Daily Archives: December 13, 2021

The Night Walks with Heavy Steps

It’s late at night on the 12th (actually it is past midnight, so it is the 13th) and in these same overnight hours will arrive the next of the Midwinter gift bearers: Santa Lucia. She will come to homes mainly in Sweden and in Italy. In Italy, where children have left out their shoes and a bit of hay for her donkey, Santa Lucia will tie little presents to their shoelaces. In Sweden, where the nights this time of year are long and dark indeed, the Lucia will be one of the girls of the household, delivering saffron buns and hot coffee to the sleeping occupants, while donning a wreath of candles on her head. Or she will appear publicly in a procession, her gaggle of star boys and girls dressed in white accompanying her. Santa Lucia brings another magical night to this time of dark midwinter.

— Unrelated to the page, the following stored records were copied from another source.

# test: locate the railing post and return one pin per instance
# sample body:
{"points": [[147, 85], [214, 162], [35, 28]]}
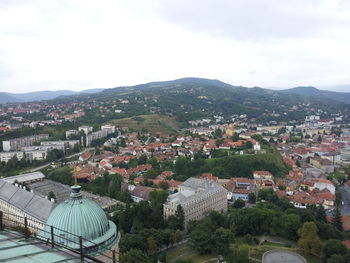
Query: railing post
{"points": [[81, 248], [26, 231], [1, 221], [52, 238]]}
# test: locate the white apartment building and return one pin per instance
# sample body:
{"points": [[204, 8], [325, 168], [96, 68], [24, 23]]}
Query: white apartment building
{"points": [[197, 197], [18, 203], [29, 155], [18, 143]]}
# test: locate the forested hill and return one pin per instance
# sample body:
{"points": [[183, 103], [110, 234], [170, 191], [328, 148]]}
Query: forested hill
{"points": [[343, 97], [193, 98]]}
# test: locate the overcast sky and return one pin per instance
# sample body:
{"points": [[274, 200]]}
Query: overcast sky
{"points": [[84, 44]]}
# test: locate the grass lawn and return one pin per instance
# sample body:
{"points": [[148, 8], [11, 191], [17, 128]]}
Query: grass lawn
{"points": [[183, 251], [153, 123], [257, 252]]}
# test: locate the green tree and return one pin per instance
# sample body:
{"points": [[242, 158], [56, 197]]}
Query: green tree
{"points": [[51, 195], [309, 239], [333, 246], [200, 240], [336, 259], [252, 198], [239, 203], [222, 238], [337, 222], [176, 236], [151, 245], [133, 256]]}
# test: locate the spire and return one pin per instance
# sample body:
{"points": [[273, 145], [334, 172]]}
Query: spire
{"points": [[75, 180]]}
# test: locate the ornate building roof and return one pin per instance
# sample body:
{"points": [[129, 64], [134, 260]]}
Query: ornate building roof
{"points": [[79, 216]]}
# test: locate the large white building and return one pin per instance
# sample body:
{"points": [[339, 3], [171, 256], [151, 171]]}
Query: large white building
{"points": [[197, 197], [29, 155], [18, 143], [18, 203]]}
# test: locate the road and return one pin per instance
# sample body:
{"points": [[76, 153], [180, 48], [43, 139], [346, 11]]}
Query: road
{"points": [[66, 157], [345, 208]]}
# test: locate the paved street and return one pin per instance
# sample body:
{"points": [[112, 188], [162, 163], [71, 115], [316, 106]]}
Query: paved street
{"points": [[345, 208], [66, 157]]}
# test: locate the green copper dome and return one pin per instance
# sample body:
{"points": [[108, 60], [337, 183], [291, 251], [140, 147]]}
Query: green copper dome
{"points": [[79, 216]]}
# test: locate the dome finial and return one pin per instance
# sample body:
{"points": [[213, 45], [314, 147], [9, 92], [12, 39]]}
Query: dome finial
{"points": [[75, 191]]}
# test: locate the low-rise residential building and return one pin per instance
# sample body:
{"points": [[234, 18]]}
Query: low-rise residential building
{"points": [[320, 184], [239, 188], [262, 175], [197, 197], [25, 178]]}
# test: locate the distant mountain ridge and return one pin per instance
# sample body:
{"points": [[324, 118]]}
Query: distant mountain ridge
{"points": [[214, 84], [343, 97], [6, 97]]}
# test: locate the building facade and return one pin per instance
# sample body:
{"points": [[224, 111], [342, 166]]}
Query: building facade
{"points": [[18, 143], [198, 197]]}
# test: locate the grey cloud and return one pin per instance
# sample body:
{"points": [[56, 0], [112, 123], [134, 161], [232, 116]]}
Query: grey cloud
{"points": [[251, 19]]}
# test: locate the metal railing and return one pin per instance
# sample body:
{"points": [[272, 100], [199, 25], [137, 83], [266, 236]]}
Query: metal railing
{"points": [[38, 230]]}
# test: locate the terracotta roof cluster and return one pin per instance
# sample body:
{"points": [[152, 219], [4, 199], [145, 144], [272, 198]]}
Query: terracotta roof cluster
{"points": [[240, 185]]}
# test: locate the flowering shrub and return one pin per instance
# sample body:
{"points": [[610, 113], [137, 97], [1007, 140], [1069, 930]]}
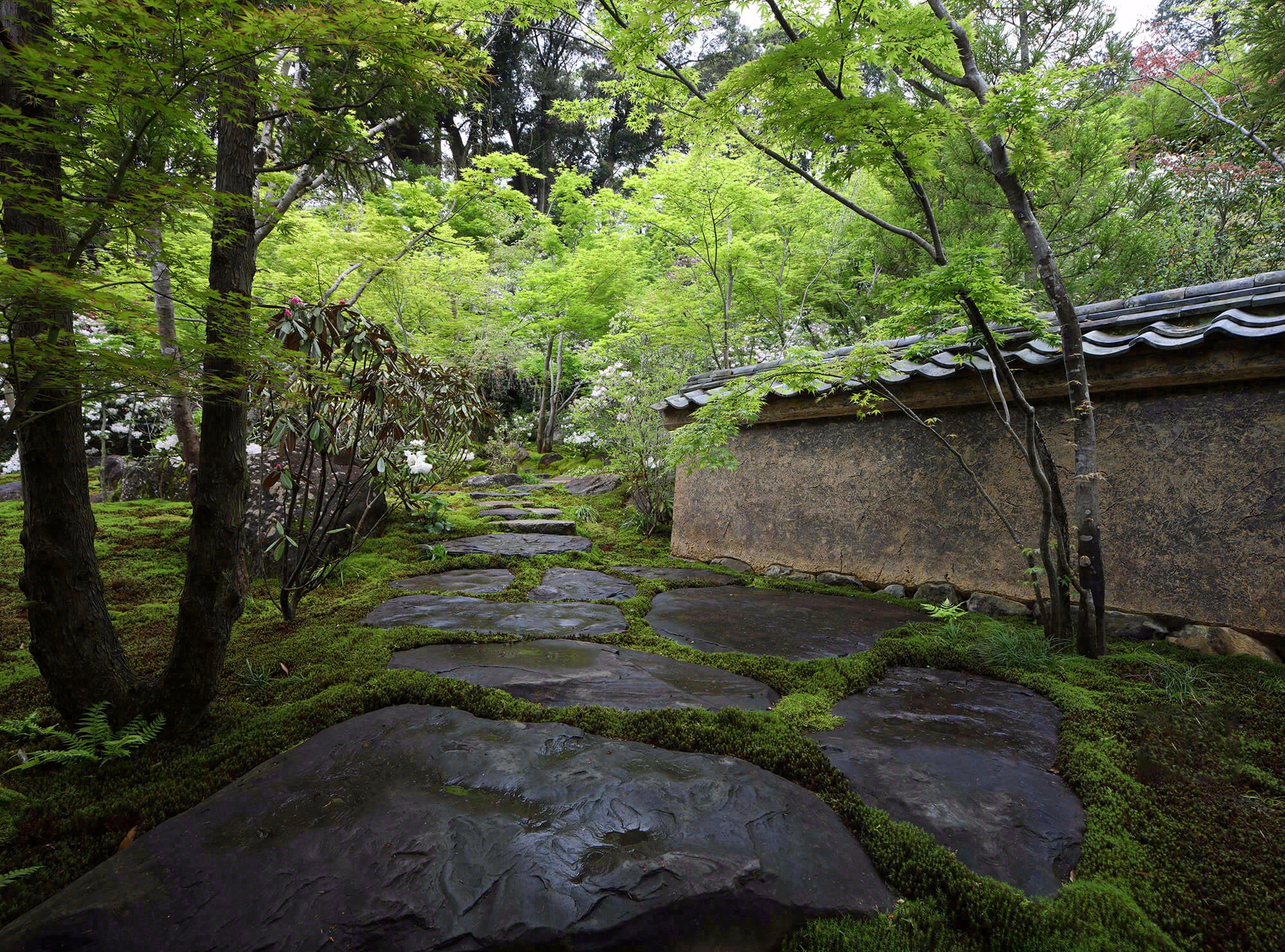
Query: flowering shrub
{"points": [[617, 418], [350, 416]]}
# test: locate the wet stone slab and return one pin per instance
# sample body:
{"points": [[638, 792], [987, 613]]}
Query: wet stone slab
{"points": [[474, 581], [561, 674], [558, 527], [581, 585], [507, 513], [520, 544], [422, 828], [967, 759], [668, 575], [567, 620], [796, 626]]}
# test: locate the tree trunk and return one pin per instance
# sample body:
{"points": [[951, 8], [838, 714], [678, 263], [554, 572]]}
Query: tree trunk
{"points": [[728, 304], [545, 398], [1090, 635], [181, 407], [73, 639], [214, 593], [554, 390]]}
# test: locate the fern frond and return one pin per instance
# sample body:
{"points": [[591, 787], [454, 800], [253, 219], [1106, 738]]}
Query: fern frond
{"points": [[13, 876]]}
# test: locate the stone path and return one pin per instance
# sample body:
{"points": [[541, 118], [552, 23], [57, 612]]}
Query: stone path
{"points": [[759, 621], [557, 527], [966, 759], [525, 545], [678, 575], [430, 829], [581, 585], [561, 674], [530, 621], [426, 828], [470, 581]]}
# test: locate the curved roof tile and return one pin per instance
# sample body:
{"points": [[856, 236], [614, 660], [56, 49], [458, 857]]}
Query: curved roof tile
{"points": [[1247, 309]]}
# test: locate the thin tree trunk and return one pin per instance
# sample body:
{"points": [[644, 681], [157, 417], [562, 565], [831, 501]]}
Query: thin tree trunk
{"points": [[214, 593], [73, 639], [181, 407], [728, 304], [544, 398], [554, 390], [1090, 634]]}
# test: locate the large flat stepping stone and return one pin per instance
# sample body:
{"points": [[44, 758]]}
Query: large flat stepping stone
{"points": [[476, 581], [558, 527], [525, 545], [507, 513], [666, 575], [796, 626], [581, 585], [561, 674], [967, 759], [569, 620], [422, 828]]}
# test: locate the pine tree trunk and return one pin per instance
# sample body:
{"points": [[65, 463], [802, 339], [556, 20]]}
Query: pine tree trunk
{"points": [[73, 639], [214, 593]]}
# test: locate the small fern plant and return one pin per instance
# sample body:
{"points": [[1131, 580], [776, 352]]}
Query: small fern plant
{"points": [[94, 742], [15, 876]]}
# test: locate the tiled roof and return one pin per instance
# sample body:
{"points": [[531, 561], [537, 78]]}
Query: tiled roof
{"points": [[1166, 321]]}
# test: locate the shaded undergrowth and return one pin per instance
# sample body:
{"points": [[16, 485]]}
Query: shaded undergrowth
{"points": [[1183, 787]]}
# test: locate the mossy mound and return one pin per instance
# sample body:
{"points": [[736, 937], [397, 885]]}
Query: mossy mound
{"points": [[1185, 801]]}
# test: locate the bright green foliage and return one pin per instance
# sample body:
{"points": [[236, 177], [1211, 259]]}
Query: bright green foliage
{"points": [[94, 742]]}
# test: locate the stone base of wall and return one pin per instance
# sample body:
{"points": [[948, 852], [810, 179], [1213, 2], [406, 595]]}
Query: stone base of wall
{"points": [[1193, 502]]}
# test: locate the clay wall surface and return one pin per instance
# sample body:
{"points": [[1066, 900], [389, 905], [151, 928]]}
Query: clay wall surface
{"points": [[1193, 500]]}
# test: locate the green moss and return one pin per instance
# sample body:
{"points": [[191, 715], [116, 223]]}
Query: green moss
{"points": [[1185, 841]]}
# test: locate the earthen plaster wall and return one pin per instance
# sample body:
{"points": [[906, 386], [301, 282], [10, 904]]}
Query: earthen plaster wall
{"points": [[1193, 500]]}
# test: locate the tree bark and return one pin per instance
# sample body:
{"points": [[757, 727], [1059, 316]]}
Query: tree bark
{"points": [[181, 407], [1090, 634], [214, 593], [73, 639]]}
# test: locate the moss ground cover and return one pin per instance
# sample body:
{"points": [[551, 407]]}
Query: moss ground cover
{"points": [[1185, 846]]}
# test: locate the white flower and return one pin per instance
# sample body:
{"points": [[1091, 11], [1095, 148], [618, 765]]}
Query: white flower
{"points": [[417, 464]]}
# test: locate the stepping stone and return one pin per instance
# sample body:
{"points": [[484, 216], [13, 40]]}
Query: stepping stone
{"points": [[524, 545], [678, 575], [506, 513], [561, 674], [476, 581], [494, 480], [581, 585], [592, 485], [561, 527], [569, 620], [426, 828], [967, 759], [760, 621]]}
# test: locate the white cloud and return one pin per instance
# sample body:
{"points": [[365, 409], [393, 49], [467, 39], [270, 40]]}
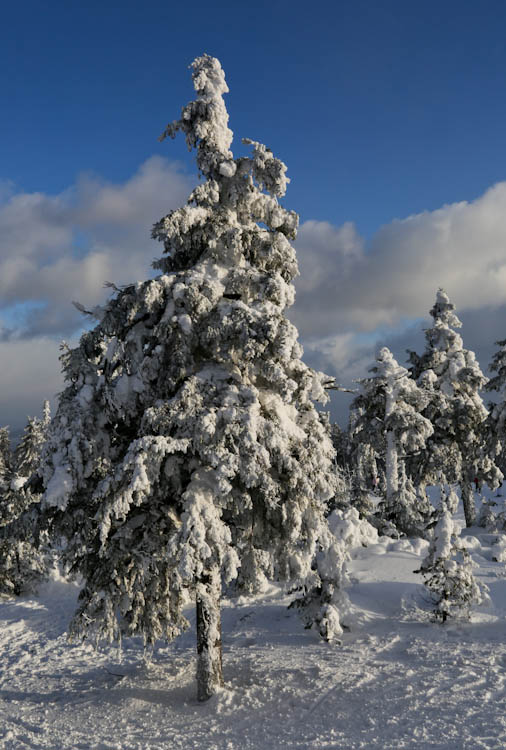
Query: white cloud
{"points": [[350, 297], [40, 259], [461, 247], [30, 373]]}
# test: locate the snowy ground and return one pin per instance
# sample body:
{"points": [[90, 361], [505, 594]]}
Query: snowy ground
{"points": [[397, 681]]}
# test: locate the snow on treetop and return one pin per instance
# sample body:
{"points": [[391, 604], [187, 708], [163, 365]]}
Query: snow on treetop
{"points": [[205, 120], [443, 311]]}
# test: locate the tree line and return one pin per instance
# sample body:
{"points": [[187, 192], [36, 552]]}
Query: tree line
{"points": [[187, 456]]}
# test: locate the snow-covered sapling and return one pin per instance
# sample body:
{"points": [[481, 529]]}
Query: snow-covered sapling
{"points": [[186, 449], [447, 569], [452, 379], [386, 415]]}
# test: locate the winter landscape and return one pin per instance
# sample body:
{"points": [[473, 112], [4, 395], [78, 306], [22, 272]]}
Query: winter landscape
{"points": [[207, 540]]}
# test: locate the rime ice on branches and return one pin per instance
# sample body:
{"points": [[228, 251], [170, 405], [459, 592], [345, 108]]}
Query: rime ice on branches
{"points": [[186, 450]]}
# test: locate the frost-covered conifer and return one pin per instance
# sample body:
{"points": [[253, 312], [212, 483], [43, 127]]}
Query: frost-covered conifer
{"points": [[447, 569], [22, 565], [29, 449], [186, 449], [496, 423], [386, 416], [452, 379]]}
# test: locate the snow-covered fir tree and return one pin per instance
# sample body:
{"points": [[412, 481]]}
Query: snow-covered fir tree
{"points": [[22, 564], [496, 423], [29, 449], [186, 450], [452, 379], [447, 569], [386, 416]]}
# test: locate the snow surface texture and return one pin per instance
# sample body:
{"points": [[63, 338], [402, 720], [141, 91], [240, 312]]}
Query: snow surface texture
{"points": [[397, 681]]}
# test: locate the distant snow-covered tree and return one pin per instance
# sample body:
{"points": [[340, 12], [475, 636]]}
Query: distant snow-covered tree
{"points": [[186, 446], [452, 378], [386, 415], [447, 569], [496, 423], [22, 564], [5, 455], [29, 449]]}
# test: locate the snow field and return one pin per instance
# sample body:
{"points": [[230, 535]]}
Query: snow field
{"points": [[397, 680]]}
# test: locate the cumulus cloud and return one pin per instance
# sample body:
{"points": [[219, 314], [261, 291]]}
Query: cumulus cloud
{"points": [[54, 249], [352, 296], [349, 287], [29, 374]]}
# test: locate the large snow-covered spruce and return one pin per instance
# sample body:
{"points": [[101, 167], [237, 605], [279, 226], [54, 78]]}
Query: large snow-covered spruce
{"points": [[186, 450], [451, 376]]}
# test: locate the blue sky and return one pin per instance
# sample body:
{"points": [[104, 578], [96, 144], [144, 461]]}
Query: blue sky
{"points": [[382, 111]]}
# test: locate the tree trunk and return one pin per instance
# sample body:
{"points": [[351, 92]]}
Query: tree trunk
{"points": [[209, 664], [466, 489], [391, 467]]}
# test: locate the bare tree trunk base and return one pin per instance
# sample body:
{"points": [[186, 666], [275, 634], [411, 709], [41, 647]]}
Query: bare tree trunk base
{"points": [[468, 503], [209, 652]]}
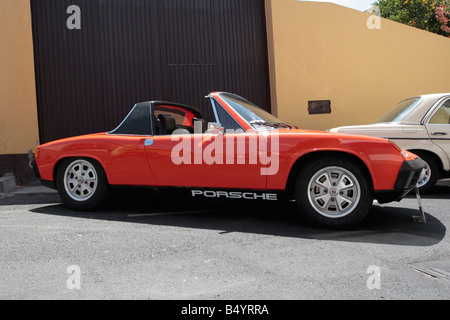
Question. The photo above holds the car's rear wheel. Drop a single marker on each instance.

Though it be late, there is a gift I wish to bring you, as well, though I am no Santa Lucia. A star boy, maybe, at best. It’s a gift I’ve given on other Santa Lucia Days, but it is so beautiful, and subscribers Carl & Kathleen Maugeri loved it so much when I first shared it with you, I wanted to offer it again, for Carl & Kathleen and for all of you, too. It is a song called Santa Lucia, an old Neapolitan melody, but it is in Swedish, for Lucia is sacred to both Italy and to Sweden, two countries that in many ways could not be more different. I love this melding of cultures and celebration. In Italian, Lucia is pronounced with a “ch” (loo-chee-a) while in Swedish, the C is soft (loo-see-a), and the Swedes add a K to the Santa: Sankta Lucia. The song you’re listening to, if you’re listening to it (and I hope you are) is from one of those processions in Sweden: the young Star Girls dressed in white and young Star Boys, also dressed in white, carrying stars on tall poles. “White,” Jane Siberry says, “the color of truth.” Somewhere amongst them is the Lucia, wearing a wreath of lit candles upon her head. Such a beautiful song and such a beautiful sight. Eight days yet to the solstice, darkness continues to build. We welcome light where we can find it. In this case, it comes with such beauty… like the song itself:

The night walks with heavy steps around farm and cottage.
Around the earth, forsaken by the sun, shadows are lowering.
Then into our dark house she treads with lighted candles,
Sankta Lucia, Sankta Lucia.

The night is vast and mute. Now here reverberate
in all silent rooms a rustle as of wings.
See, on our threshold stands––whiteclad, lights in her hair––
Sankta Lucia, Sankta Lucia.

“The darkness will soon take flight from the valleys of earth.”
Thus she a wonderful word to us speaks.
The day shall again, reborn, rise from a rosy sky,
Sankta Lucia, Sankta Lucia.

Here in Lake Worth, we’ve been so busy preparing for the local Christkindlmarkt at the American German Club. It began on Friday with a belated Krampusnacht celebration that segued into the proper Christkindlmarkt weekend. The fact that it was also the Feast of Our Lady of Guadalupe and the Third Sunday of Advent did not escape me. And now that our last big outdoor market of the season is done, we can in this house shift gears toward Christmas preparations, toward making our house fair as we are able. Tonight, on Santa Lucia’s Night, we will go get our Christmas tree from the tree lot in Downtown West Palm Beach. It will most likely be decorated with lights tonight but little else; the ornaments will be “yet to come.”  But that seems a fitting thing to do on this night that walks with heavy steps.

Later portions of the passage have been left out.